Note di regia del film "Ballo a Tre Passi"
Vi può essere argomento migliore per descrive la natura e le ambizioni di un film più dell’urgenza di farlo?
Confidando proprio in quest’istinto che ci si augura scaturisca sempre da una tensione autentica mi sono progressivamente convinto che per "Ballo a Tre Passi" non dovesse esserci altra preoccupazione e altra ambizione se non quella di provare a restituire sullo schermo un pezzo di vita vera così come l’avevo vista o vissuta. Ho provato a cumulare questo insieme di emozioni e di suggestioni in una struttura narrativa di tipo “corale”, che non ha evidenti rapporti di causa ed effetto, se non nella contiguità fisica tra alcuni protagonisti, seguendo attraverso il corso di
quattro stagioni, che volutamente coincidono con l’età anagrafica dei personaggi, le “giornate particolari” di Andrea, Peppeddu, Istene, Macangiu, Michele, Francesca e Giorgio, i cui destini oltre che intersecarsi paiono accomunati da una
medesima fatale e ineluttabile condizione di isolamento. Lo sfondo è quello della Sardegna dei miei giorni. Un luogo privato, qualche volta semplicemente vagheggiato, che nasce sempre dall’esperienza personale, quasi sempre riconoscibile seppur rivissuto attraverso la necessaria mediazione di un racconto. Ho infatti conosciuto nelle montagne del Supramonte personaggi “esemplari” come quello di Michele, che nella sua emblematica condizione di ancestrale isolamento, rappresenta probabilmente oggi l’ultimo romantico baluardo di una civiltà, quella della pastorizia nomade e transumante, votata irrimediabilmente all’estinzione. Così come a Desulo, un paese della regione montana del Gennargentu, ho potuto incontrare i bambini che corrono a conoscere il mare, conducendo per conto dell’Istituto Superiore Regionale Etnografico una piccola
inchiesta sui bambini delle zone interne. Vivendo a contatto con loro, sono diventato involontariamente depositario dei loro sentimenti e delle loro aspettative e devo dire che buona parte delle forze per affrontare questo film mi sono venute
ricordando i loro occhi. C’è un cinema che ha dato nobilmente voce a questa umanità, e che oggi porta il nome di Kiarostami, dei fratelli Dardenne e di Amelio, e che si rifà ad una tradizione tutta italiana iniziata da Rossellini e De Sica.

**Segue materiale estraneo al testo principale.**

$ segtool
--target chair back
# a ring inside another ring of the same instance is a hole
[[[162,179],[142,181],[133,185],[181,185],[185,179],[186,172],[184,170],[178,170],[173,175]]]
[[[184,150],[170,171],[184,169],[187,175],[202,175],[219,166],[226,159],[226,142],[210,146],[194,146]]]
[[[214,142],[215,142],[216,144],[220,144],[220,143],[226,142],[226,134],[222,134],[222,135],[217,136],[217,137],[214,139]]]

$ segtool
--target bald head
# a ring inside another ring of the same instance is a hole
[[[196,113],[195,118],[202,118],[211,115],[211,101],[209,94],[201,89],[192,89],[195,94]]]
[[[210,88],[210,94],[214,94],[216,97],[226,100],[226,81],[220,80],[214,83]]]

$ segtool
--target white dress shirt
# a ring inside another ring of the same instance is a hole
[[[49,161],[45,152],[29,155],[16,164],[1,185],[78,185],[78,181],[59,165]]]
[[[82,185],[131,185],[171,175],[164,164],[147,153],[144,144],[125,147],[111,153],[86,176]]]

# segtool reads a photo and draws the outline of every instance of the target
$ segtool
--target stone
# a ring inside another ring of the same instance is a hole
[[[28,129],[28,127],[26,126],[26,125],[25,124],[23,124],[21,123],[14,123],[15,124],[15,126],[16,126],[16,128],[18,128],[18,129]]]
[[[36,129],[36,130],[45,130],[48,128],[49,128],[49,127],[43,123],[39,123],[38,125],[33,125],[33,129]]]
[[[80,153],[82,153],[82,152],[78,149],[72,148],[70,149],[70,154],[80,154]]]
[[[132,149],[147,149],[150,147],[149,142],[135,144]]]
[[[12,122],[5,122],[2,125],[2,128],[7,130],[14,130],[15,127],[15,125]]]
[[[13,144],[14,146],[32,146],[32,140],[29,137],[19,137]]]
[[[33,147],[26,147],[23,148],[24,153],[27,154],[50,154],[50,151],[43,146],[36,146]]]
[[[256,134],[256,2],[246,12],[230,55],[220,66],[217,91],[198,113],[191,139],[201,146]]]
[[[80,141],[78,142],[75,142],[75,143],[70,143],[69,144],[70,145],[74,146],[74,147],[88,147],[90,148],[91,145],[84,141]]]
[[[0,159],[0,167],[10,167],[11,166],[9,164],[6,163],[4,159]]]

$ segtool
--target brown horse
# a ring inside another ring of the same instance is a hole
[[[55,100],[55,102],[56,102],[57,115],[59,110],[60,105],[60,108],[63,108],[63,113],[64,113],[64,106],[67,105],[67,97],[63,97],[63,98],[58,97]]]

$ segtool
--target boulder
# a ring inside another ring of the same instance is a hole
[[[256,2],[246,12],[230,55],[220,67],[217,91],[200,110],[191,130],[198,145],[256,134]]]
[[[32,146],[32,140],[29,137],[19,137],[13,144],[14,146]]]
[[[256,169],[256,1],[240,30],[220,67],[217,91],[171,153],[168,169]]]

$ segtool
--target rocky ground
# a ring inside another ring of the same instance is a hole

Un cinema che insegue la vita, che attinge verità direttamente dai luoghi che originano il racconto, che rinuncia programmaticamente ad ogni inutile involucro, che fa dell’immediatezza la cifra della sua rappresentazione. A questo cinema, da neofita, ho voluto richiamarmi, rinunciando ad ogni opulenza, ad ogni ricostruzione, ad ogni inutile surrogato scenografico (se non per la scena finale del
film) e, soprattutto, al compromettente peso di una voluminosa macchina cinematografica che avrebbe finito per schiacciare quelle scintille di vita che ho disperatamente cercato di provocare appellandomi a degli interpreti che, nella
stragrande maggioranza dei casi, oltre ad avere le qualità fisiche e morali dei personaggi che interpretano, provengono da un tessuto analogo a quello raccontato.